Quizá pueda pensarse que Dios, en su sabiduría, no podía equivocarse al escoger a María como Madre de su Hijo. Sin embargo, también conocía Dios, porque él mismo lo había establecido para su semejanza creada, que tenía la libertad para aceptar la propuesta que le llevaba Gabriel, al igual que Eva también la tenía para elegir un comportamiento u otro. El sí de María era lo que no defraudó a Dios frente a ese no, por su forma de actuar, de la primera mujer compañera de Adán. Ambas tuvieron la oportunidad de manifestar su acatamiento a la voluntad de Dios. Es evidente que lo hicieron de forma distinta, muy distinta y la actitud de esta nueva Eva nos salvó a todos.

Jesús, por otra parte, y ya en el momento decisivo de su vida, ante la tentación de mundo y, luego, ante lo inminente de su sufrimiento, se somete al Padre: que no se haga mi voluntad sino la tuya. En Gethsemaní, huerto de los olivos, Jesús no desea hacer otra cosa sino lo que Abbá quiera que no era, por cierto y como puede llegar a pensarse, que tuviera una muerte tan cruel como la tuvo, en cruz, sino que esa voluntad era que manifestara esas entrañas de misericordia que caracterizan a Dios y que perdonara a sus captores. Esa era la voluntad del Creador y no otra. Por eso murió, porque el perdón dado por Jesús era lo querido por Dios y la comprensión hacia los que lo maltrataban una gracia para los que, Jesús mismo lo dijo, no sabían lo que hacían. Y si esto lo hizo colgado en una cruz es, evidentemente, una muestra de misericordia suma.
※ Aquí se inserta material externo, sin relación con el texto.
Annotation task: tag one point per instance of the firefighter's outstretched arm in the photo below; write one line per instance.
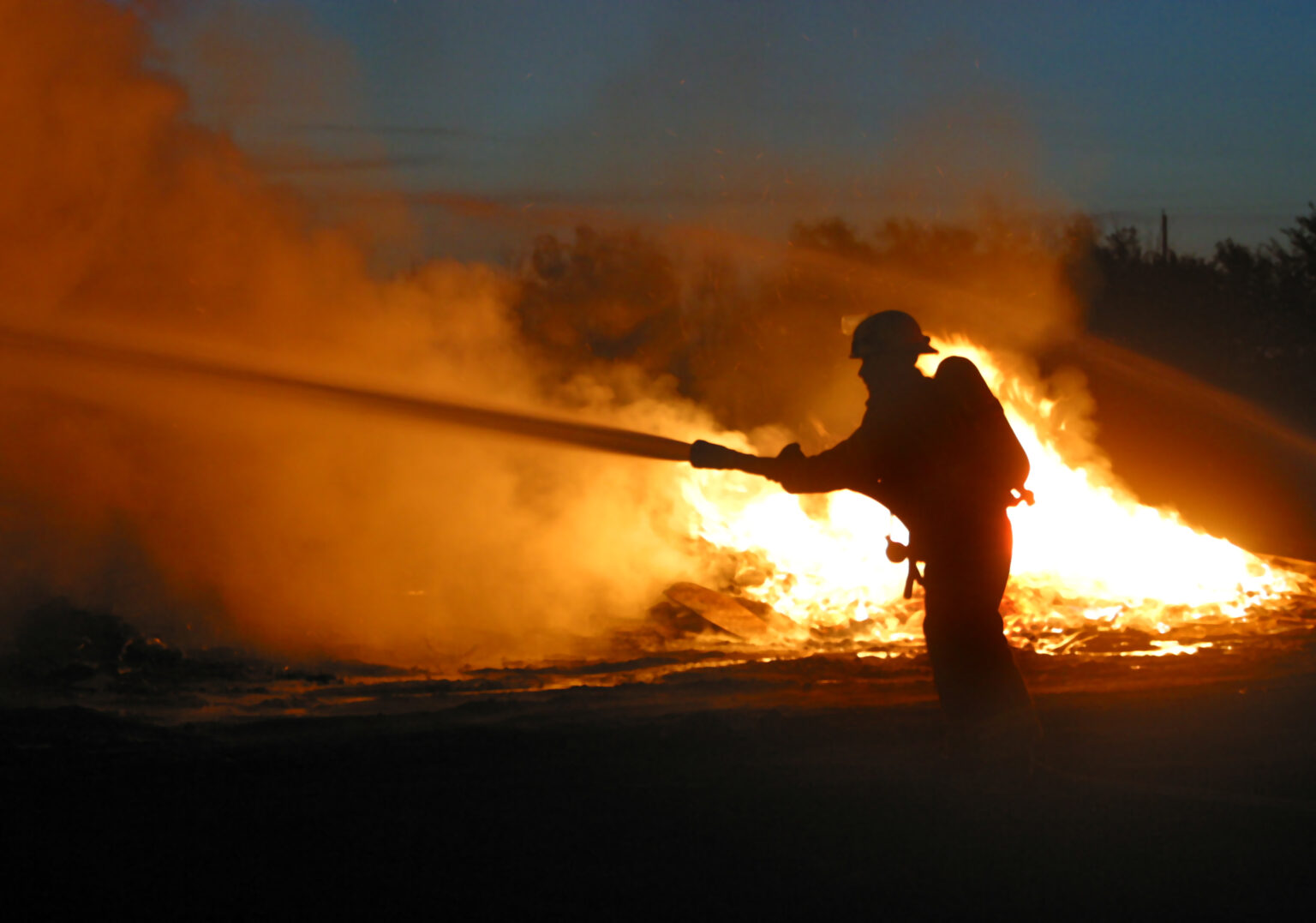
(793, 469)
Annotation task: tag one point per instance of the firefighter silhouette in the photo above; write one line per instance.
(940, 454)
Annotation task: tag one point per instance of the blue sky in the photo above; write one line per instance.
(758, 113)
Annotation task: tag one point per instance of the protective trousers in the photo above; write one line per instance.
(964, 581)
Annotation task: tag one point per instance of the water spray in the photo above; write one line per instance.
(547, 429)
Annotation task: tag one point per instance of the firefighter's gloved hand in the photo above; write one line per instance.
(785, 469)
(709, 454)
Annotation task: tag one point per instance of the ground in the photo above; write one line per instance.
(1175, 785)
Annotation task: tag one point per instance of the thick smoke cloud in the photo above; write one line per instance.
(209, 513)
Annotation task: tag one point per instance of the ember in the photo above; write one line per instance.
(1089, 559)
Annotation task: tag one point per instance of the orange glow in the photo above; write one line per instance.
(1087, 556)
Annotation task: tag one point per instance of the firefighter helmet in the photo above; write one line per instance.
(888, 332)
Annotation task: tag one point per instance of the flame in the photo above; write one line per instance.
(1089, 557)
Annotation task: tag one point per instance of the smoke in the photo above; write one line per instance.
(218, 513)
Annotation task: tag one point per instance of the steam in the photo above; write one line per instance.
(211, 512)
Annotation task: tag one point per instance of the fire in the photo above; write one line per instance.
(1089, 557)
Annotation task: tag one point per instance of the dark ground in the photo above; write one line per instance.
(1174, 786)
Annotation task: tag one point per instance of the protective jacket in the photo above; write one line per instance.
(938, 456)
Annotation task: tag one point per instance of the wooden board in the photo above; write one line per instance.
(719, 608)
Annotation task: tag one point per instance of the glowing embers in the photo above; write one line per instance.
(1095, 572)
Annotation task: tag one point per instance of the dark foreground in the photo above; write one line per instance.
(1175, 790)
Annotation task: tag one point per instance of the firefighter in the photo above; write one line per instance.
(940, 454)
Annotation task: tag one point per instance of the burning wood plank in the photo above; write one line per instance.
(721, 610)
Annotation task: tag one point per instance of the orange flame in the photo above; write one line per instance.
(1087, 556)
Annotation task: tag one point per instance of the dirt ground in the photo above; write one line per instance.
(1169, 786)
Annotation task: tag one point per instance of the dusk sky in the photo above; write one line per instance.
(754, 115)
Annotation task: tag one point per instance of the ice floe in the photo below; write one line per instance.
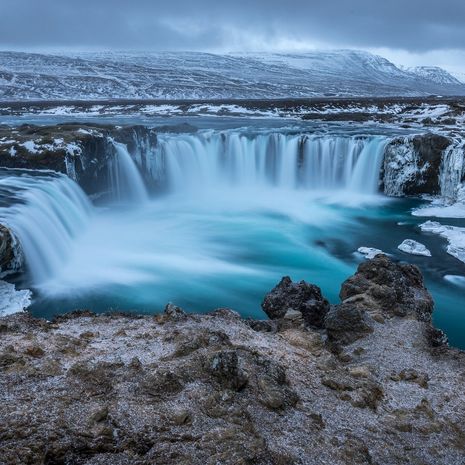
(454, 235)
(455, 279)
(414, 248)
(369, 252)
(11, 300)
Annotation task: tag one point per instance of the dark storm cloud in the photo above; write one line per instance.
(414, 25)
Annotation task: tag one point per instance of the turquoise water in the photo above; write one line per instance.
(211, 244)
(232, 250)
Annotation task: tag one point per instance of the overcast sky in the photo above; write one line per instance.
(408, 32)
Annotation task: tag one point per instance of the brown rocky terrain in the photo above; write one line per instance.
(368, 381)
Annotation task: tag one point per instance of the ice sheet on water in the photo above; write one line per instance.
(11, 300)
(414, 248)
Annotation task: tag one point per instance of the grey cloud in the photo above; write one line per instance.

Si antes, en el Jordán, al iniciar su ministerio público, le dijera a Juan, primo y bautista, que era su obligación hacer lo que Dios quería, lo que estaba establecido, ahora, en este momento crucial de su vida, confirma lo dicho. Así da paso, con su Pasión, a la redención de nuestros pecados, al perdón de la ofensa de Adán y Eva, a ese nuevo mundo que, ahora, nace, nueva creación del hombre nuevo, sostenido en las manos amorosas de la Palabra de Dios, que, con el fiat de María y su misma entrega, llenó de gozo el corazón del Padre.